Solution: implement part-of-speech tagging with SpaCy and prevent certain token types from being masked.

To avoid the erroneous masking and unmasking of important tokens, I used a small SpaCy model to restrict the types of tokens that could be masked. For sentiment, usually descriptive words or verbs drive the predicted class (e.g. "I hate Mondays"). While nouns tended to not significantly contribute to negative sentiment predictions, but were important to the meaning of the original input. However, simply disallowing the masking of nouns is too heavy-handed of an approach, and the process lacks the nuance that is inherent in language. For example, the input of "You are an idiot" is clearly negative, but it hinges entirely on the noun "idiot". To soften the approach, we add an exception that disallowed parts of speech can still be masked if they fall within 20% of the highest shapley value for that input. This gives us enough flexibility to enforce the rule while still accounting for less common cases. Please note that which parts of speech are disallowed can be toggled as an optional argument, since some parts of speech might be more or less important depending on the classification task.

Taking it Further

As with everything in this world, we must consider how the tools we create could be used nefariously. I have focused on moving text from "bad" to "good", but could text counterfactuals be used to cause harm?

There are many models that are designed to detect and filter harmful content, and malicious users could use counterfactuals to evade these models and operate undetected. For example, if an individual wanted to distribute illegal drugs, they could use a counterfactual generation system to find new ways to advertise without being caught. Or a spammer could use counterfactuals to alter their writing and bypass spam detection filters. However, these scenarios seem unlikely, because the users would need to develop or use content detection models that match or outperform the models used by the platforms they are trying to penetrate.

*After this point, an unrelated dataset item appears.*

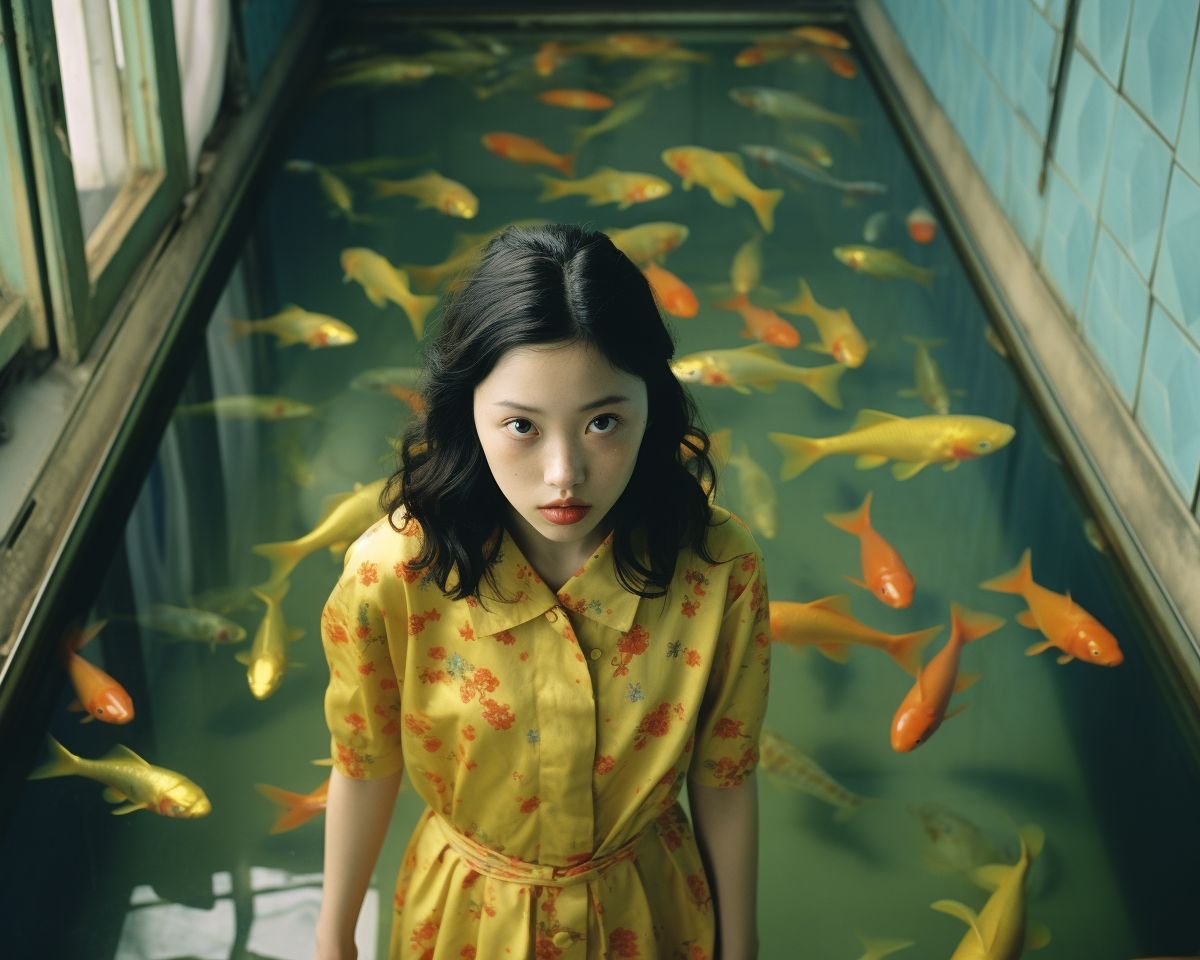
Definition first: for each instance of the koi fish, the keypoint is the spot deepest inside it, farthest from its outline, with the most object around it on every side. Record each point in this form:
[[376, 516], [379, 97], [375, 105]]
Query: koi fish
[[1063, 623], [250, 407], [928, 383], [130, 781], [885, 573], [382, 282], [916, 442], [648, 241], [787, 767], [886, 264], [346, 519], [97, 694], [576, 100], [297, 325], [433, 192], [923, 709], [527, 150], [828, 625], [724, 177], [607, 185], [298, 808], [784, 105], [839, 336], [672, 293], [999, 931], [757, 366], [762, 324], [268, 658]]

Instead of helping malicious users, counterfactuals could be used by people trying to catch malicious users. Counterfactuals can help engineers and scientists investigate "blind spots" in their models, where malicious users could bypass harmful content detection systems while remaining understandable to humans. Using counterfactuals in this way could help companies penetration test their existing models and ultimately learn how to make them stronger.

Conclusion

Overall, this was a fun and challenging project. It is something I have wanted to do for quite some time, and I am happy to have completed it. This project forced me to face some interesting technical challenges. Working within the limitations of serverless cloud computing was a good opportunity to test myself. In addition to that, it was fun to explore the ways text counterfactual generation could be optimized based on the mask selection criteria and the selection of high quality counterfactuals.